WARNING–SPOILER ALERT If you haven’t seen the movie and don’t want to know what happens, don’t read any further.
It’s been a week since I saw Beowulf the movie and I still can’t get out of my head all the changes they made to the original (and wonderful) story. The biggest change being the transformation of Grendel’s Mother from a speechless and hideous underworld demon into a seductive and seemingly omnipotent sprite.
In the comely form of Angelina Jolie, she entices both Hrothgar and Beowulf, spawning two of the monsters that the supposed hero (well, he’s a hero in the real story) battles. The ending suggests she’ll succeed in seducing Wiglaf, that monster-slayer’s heir and most loyal compatriot, likely producing another murderous beast. Thus, it seems the moral of this story that seduction breeds beasts.
It’s almost as if the screenwriters grafted a notion from a Victorian novel onto a medieval tale. In such novels, unmarried women who engage in sexual relations meet unfortunate ends while the scandal often destroys (or otherwise humiliates) the man who seduced her.
But, here we have a movie adapted from a story with no sex scene and a character whose very qualities would make it easy for him to resist even Angelina’s otherworldly charms. Not only that, in the movie, unlike the original story, she had killed all but one of his fellow Geatish travelers. It is unbelievable that a man, particularly one of Beowulf’s caliber, who having learned of the slaughter of his troop, would let the perpetrator of that atrocity seduce him.
While there is no sex scene in the original tale, there is, to be sure, a suggestion of sexual tension between Beowulf and Wealtheow, the young wife of the aged King Hrothgar. In the movie, that comely Dane does marry Beowulf after her husband’s untimely demise (a demise which does figure into the poem’s primary narrative). Perhaps, the filmmakers enhanced her role because, they recognize as did John Sullivan in that wonderful film about his travels that “There’s always a girl in the picture.”
To keep that girl in the picture–and remain true to the story–the filmmakers could have built on the romantic tension between Beowulf and Wealtheow, perhaps having the two attempt a tryst. But, just as they’re about to consummate the act, Beowulf, realizing the debt he owes Hrothgar and the duty he owes his host, would turn away from this lovely lady, telling her he couldn’t squire the wife of a man who saved his father.
As he rebuffed he would telled he loved her. He would retain the image of here beauty throughout his life. And at the end of the poem, as he prepares to fight the dragon and realizes he may die, one of his retainers (possibly Wiglaf) might ask him to reflect on his life.

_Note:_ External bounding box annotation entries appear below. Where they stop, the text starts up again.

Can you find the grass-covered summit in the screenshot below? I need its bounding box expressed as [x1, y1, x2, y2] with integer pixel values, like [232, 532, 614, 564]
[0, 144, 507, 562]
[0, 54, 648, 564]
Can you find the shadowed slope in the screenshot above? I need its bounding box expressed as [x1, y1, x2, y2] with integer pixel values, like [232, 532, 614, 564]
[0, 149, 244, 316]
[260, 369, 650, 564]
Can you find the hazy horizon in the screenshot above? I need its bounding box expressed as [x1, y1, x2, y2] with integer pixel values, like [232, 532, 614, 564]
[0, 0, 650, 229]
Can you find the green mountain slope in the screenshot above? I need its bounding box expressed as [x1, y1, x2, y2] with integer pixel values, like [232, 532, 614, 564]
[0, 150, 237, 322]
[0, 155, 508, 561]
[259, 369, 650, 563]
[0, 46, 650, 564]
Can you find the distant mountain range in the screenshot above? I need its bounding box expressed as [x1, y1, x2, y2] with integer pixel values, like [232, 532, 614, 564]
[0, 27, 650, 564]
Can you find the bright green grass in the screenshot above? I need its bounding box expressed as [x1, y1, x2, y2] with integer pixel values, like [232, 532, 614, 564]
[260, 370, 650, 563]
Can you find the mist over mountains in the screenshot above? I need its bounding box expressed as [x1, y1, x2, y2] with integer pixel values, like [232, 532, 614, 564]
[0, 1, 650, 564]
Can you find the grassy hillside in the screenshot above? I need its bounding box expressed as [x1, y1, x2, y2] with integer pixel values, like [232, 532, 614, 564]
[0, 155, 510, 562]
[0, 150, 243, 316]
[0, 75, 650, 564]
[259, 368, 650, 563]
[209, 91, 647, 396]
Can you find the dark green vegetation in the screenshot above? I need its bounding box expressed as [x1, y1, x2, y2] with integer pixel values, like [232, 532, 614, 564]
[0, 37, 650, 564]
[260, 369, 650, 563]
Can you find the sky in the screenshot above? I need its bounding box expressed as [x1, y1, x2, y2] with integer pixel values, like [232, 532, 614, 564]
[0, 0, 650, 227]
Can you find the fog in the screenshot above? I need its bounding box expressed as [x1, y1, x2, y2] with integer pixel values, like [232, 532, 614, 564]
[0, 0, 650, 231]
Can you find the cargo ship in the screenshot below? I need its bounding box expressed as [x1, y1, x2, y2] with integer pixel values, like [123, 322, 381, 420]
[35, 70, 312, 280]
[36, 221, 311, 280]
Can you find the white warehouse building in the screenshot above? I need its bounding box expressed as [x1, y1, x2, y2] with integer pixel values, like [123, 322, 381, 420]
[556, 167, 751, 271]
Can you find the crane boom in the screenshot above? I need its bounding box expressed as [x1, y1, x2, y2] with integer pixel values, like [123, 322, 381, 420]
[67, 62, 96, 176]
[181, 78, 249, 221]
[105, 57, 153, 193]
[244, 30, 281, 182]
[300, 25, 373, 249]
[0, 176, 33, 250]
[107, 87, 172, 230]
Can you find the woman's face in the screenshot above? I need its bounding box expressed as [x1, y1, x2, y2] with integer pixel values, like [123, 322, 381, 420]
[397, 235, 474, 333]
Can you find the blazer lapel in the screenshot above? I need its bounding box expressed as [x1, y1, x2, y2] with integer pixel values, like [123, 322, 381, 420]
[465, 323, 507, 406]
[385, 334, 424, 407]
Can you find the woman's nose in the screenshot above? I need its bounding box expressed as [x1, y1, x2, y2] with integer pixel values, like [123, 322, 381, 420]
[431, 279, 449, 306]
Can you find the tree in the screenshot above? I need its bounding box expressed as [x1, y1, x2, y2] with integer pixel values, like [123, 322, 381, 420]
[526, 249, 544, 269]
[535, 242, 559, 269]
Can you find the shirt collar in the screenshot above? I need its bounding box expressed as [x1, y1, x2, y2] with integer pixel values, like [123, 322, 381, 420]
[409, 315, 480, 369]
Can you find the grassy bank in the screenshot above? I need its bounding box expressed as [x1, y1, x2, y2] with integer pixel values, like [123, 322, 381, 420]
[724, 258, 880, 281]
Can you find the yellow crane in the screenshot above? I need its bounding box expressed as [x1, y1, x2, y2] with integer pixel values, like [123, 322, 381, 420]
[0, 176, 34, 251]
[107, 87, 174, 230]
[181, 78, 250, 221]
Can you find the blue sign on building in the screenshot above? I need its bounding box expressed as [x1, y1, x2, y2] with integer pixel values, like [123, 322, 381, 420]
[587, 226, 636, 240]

He realizes that the cost of his duty was the loss of romance in his life, perhaps then seeing his death as a means to unite himself his beloved, herself then long since dead.
But, I, like the Beowulf-poet, digress. While Wealtheow did enjoy a larger role in the movie (than in the poem), the more voluptuous vamp is the girl (I mean, you see her and not Robin Wright Penn (who played Wealtheow) on billboards promoting the movie).
With the monstrously seductive Angelina as the girl, the film develops a notion of sex which makes Victorian notions seem quaint. For when she seduces a man, she spawns a monster who murders his people. And it’s not just Angelina. The first man, the movie’s Hondshew, who attempts to seduce a woman, becomes Grendel’s first Geatish victim.
While I do believe that the best sex involves human relationship, I do understand the power of our sexual urges. And they are not monstrous, but quite human. Here, we don’t even have a married man cheating on his wife. At the time of the seduction, Beowulf has yet pledged his troth to Wealtheow.
Maybe the reason I can’t let go of the movie’s turning a female monster into an invincible seductress. It’s not just that it’s out of place in the Beowulf-story — bringing it themes at odds with the story’s themes and having the character do things at odds with the character. It’s that it makes human weakness appear monstrous.
While I do believe that married men and women must remain faithful to their partners, I’m still wrestling with what kind of pre-martial sexual behavior is appropriate. As I’m sure as are many people, aware of sexuality’s power and their own longing to make of it more than a mere grinding of loins. It may not be entirely right for an unmarried man to sleep with a seductive inhuman sprite, but it shouldn’t be considered monstrous.
And it’s unfortunate the latest Beowulf flick suggests as much.